Mais ce qui constitue l’originalité du site, c’est son architecture domestique. Celle-ci se distingue en effet par les maisons à étage souterrain conçu comme un étage d’habitation. Cet étage en sous-sol est composé en général d’un petit espace central sur lequel donnent les pièces: son aménagement et la qualité de son décor ne laissent pas de doute quant à sa fonction: celle d’être destiné à l’habitation. Parmi ces demeures, les plus somptueuses sont la «Maison de la Chasse», fouillée en 1904, la «Maison de la Pêche», fouillée en 1910 et la «Maison de Vénus marine» qui comprend une grande salle décorée d’une mosaïque représentant le couronnement de Vénus.

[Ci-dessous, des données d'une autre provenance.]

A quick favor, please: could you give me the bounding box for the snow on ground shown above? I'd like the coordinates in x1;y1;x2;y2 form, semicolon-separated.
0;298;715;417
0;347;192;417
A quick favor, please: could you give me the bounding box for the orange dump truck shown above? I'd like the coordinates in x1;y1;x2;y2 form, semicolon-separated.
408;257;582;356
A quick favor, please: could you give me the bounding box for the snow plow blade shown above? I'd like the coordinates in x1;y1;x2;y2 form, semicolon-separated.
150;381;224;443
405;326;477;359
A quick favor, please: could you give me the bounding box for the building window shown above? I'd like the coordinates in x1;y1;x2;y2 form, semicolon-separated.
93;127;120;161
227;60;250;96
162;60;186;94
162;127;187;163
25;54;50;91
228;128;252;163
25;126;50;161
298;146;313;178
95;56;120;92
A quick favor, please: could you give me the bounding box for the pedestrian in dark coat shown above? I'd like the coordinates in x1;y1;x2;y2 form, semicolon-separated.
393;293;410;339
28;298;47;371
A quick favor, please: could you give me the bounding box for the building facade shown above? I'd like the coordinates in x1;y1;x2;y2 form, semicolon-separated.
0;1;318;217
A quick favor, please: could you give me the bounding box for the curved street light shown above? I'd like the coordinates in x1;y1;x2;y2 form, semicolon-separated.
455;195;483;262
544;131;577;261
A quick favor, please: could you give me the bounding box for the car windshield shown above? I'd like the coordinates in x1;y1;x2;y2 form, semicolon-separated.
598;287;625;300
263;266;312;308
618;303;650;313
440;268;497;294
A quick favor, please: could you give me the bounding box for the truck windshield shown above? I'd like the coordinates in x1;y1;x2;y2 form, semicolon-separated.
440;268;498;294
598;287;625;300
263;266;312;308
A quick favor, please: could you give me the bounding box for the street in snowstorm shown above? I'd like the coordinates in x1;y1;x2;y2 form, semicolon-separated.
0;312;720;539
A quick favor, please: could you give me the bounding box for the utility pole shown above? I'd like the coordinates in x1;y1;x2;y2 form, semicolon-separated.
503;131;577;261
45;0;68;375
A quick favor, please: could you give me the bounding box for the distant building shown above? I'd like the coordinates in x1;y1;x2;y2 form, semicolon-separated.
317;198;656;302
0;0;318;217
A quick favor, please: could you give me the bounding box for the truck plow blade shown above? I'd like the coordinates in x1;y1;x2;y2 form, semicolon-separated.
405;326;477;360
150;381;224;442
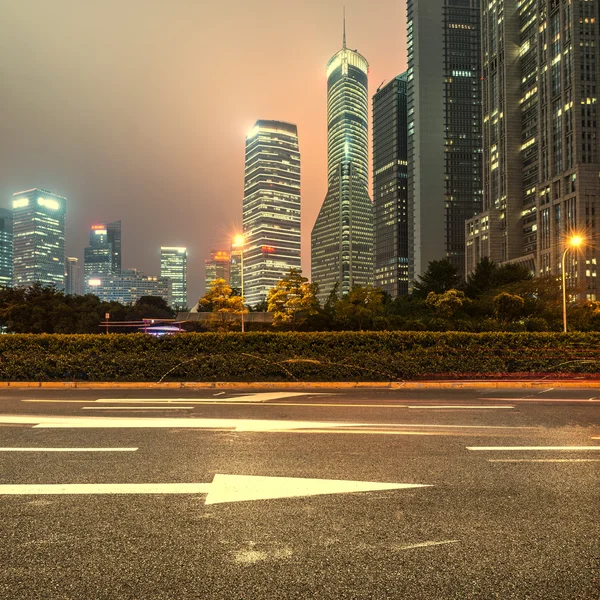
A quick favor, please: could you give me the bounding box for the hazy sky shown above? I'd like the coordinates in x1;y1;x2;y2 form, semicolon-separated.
0;0;406;303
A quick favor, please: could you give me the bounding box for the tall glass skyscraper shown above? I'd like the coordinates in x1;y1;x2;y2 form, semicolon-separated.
65;256;81;296
466;0;600;300
243;121;301;306
83;221;121;276
0;208;13;287
13;188;67;290
311;24;373;302
373;73;408;298
407;0;483;286
160;246;188;310
204;250;231;292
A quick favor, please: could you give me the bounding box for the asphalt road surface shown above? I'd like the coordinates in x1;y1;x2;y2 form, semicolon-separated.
0;389;600;600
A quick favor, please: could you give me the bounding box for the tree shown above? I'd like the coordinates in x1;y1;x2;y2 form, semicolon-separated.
335;285;383;331
492;292;525;323
425;290;469;319
465;256;532;298
267;269;319;330
198;279;248;329
465;256;498;298
413;258;460;298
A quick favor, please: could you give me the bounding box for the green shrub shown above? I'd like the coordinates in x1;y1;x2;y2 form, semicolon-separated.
0;331;600;382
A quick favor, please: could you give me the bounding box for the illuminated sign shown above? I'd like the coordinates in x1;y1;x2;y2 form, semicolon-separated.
13;198;29;208
38;198;60;210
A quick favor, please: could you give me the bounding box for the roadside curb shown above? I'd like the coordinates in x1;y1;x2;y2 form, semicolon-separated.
0;379;600;390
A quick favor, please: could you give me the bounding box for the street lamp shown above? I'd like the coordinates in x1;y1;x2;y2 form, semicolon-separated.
233;235;246;333
561;235;584;333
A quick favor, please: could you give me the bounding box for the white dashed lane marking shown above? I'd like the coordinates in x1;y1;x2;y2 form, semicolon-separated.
467;445;600;452
0;448;138;452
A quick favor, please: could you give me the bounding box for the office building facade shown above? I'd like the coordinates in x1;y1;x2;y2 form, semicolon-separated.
466;0;600;299
13;188;67;290
311;25;374;303
243;121;301;306
373;73;408;298
229;246;242;293
65;256;81;296
407;0;482;287
0;208;13;287
204;250;231;292
160;246;188;310
85;269;171;305
83;221;121;276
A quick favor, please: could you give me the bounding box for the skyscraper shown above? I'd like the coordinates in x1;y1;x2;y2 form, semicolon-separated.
106;221;122;273
243;121;301;306
65;256;81;296
407;0;482;285
0;208;13;287
160;246;188;310
83;221;121;276
13;188;67;290
229;246;242;293
85;269;171;305
373;73;408;297
311;23;373;302
204;250;231;292
466;0;600;299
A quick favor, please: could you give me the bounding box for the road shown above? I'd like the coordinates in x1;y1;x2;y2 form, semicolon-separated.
0;389;600;600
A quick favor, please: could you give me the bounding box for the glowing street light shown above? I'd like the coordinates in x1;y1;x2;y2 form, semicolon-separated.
233;234;246;333
561;235;585;333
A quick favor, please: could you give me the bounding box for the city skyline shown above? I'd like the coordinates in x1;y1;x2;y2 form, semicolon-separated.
0;0;406;303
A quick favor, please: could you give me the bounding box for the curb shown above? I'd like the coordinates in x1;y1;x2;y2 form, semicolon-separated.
0;379;600;390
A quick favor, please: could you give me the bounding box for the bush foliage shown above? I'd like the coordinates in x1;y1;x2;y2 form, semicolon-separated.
0;332;600;382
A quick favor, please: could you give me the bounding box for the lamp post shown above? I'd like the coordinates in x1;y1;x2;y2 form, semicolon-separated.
233;235;246;333
561;235;583;333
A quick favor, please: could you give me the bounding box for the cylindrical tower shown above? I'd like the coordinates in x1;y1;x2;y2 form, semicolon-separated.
327;43;369;186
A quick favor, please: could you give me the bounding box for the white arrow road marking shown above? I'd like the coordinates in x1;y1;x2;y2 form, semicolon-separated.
0;474;431;504
0;448;138;452
0;415;536;432
21;392;336;404
467;446;600;452
408;404;514;410
206;475;429;504
96;392;331;404
394;540;460;550
0;483;212;496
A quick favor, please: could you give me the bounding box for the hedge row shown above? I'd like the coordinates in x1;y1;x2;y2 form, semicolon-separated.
0;332;600;382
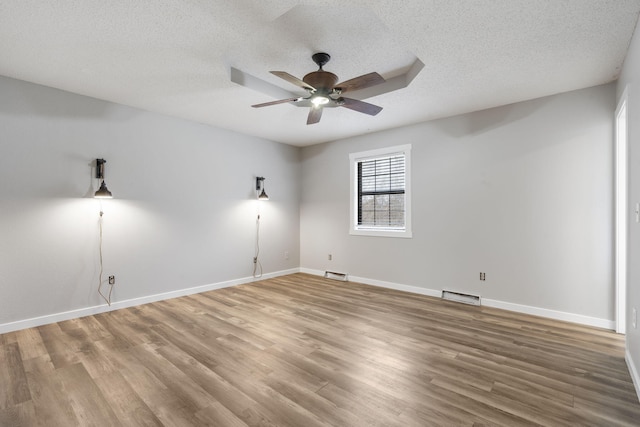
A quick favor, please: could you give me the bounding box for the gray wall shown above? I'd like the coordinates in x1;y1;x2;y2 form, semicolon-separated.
617;12;640;396
0;77;300;329
300;84;615;326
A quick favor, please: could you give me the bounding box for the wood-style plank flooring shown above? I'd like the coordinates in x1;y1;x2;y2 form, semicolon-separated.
0;274;640;427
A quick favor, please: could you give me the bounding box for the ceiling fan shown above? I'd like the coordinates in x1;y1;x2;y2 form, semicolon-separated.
252;52;385;125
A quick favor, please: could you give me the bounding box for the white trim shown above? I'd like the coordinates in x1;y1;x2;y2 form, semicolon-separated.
482;298;616;331
614;86;629;334
300;268;615;330
0;268;300;334
349;144;413;239
624;348;640;402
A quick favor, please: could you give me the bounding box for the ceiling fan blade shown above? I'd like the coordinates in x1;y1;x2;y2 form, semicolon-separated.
269;71;316;92
336;71;386;93
307;106;322;125
338;98;382;116
252;98;302;108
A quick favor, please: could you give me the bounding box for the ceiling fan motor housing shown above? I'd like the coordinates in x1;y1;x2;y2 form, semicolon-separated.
302;71;338;95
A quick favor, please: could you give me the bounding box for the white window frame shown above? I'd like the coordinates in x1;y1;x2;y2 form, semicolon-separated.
349;144;413;238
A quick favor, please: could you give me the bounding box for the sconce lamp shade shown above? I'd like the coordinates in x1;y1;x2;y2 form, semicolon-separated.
256;176;269;200
258;188;269;200
93;159;113;199
93;181;113;199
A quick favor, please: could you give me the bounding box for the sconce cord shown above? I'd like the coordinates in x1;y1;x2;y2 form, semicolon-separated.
253;214;262;279
98;211;113;306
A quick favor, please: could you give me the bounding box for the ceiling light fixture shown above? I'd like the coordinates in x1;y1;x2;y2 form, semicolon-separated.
311;95;330;107
93;159;113;199
256;176;269;200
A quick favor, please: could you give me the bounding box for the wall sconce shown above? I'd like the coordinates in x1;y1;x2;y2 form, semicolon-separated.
256;176;269;200
93;159;113;199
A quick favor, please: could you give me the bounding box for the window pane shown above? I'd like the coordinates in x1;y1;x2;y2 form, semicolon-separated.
389;194;404;212
357;150;406;228
359;210;375;226
389;211;404;227
376;175;391;191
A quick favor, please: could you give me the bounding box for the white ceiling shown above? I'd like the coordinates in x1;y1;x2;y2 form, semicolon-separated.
0;0;640;146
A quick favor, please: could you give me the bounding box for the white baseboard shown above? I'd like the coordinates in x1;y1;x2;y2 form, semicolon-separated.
300;268;616;330
624;349;640;402
0;268;300;334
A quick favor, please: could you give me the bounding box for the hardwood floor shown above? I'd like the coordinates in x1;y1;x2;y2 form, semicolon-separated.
0;274;640;427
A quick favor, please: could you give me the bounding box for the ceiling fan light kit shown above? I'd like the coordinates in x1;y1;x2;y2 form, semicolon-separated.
252;52;385;125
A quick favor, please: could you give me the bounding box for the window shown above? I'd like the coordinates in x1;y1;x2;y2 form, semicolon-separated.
349;145;411;237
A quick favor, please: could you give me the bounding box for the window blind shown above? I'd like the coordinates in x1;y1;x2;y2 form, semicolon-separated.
357;154;405;228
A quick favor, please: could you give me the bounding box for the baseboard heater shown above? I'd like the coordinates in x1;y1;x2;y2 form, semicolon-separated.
324;271;349;282
442;289;480;305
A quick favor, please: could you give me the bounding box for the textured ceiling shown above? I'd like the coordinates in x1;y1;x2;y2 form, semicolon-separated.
0;0;640;146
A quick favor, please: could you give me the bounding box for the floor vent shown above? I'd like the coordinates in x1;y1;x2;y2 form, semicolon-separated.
442;290;480;305
324;271;349;282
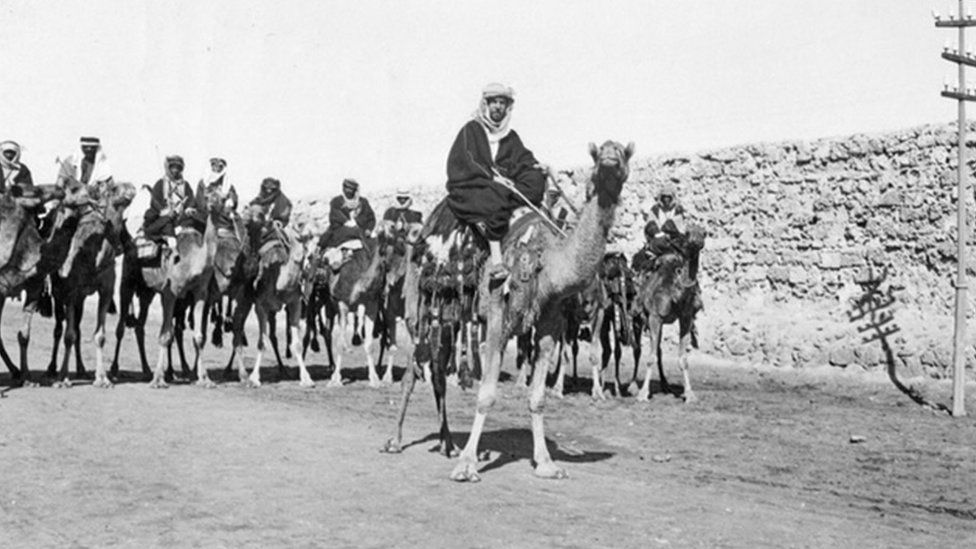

Au sud-ouest de l’îlot de la Chasse, un petit complexe paléochrétien composé de deux églises mitoyennes et d’un petit établissement thermale fournit un reflet de la ville à la fin de l’Antiquité, à une époque qui a vu un net recul de la superficie urbaine et l’utilisation de quartiers entiers d’habitat comme champs de sépulture. Cette régression de la vie urbaine va se poursuivre de manière inexorable jusqu’à son extinction totale. La renaissance aura lieu bien de siècles plus tard avec le passage en 187980, de l’autre côté la Majerda, de la ligne de chemin de fer Tunis-Ghardimaou et la création de la petite gare de Jendouba qui sera à l’origine de la naissance de la ville aujourd’hui chef-lieu de gouvernorat du même nom. Mais cela est une autre histoire !
Et un peu plus loin, se trouve un fortin qui a été aménagé en maison de fouilles et à l’extérieur de la clôture du site archéologique s’étend une vaste nécropole païenne qui est restée en usage durant l’Antiquité tardive et dont l’exploration entreprise dès 1889-1890 se poursuit encore de manière très sporadique.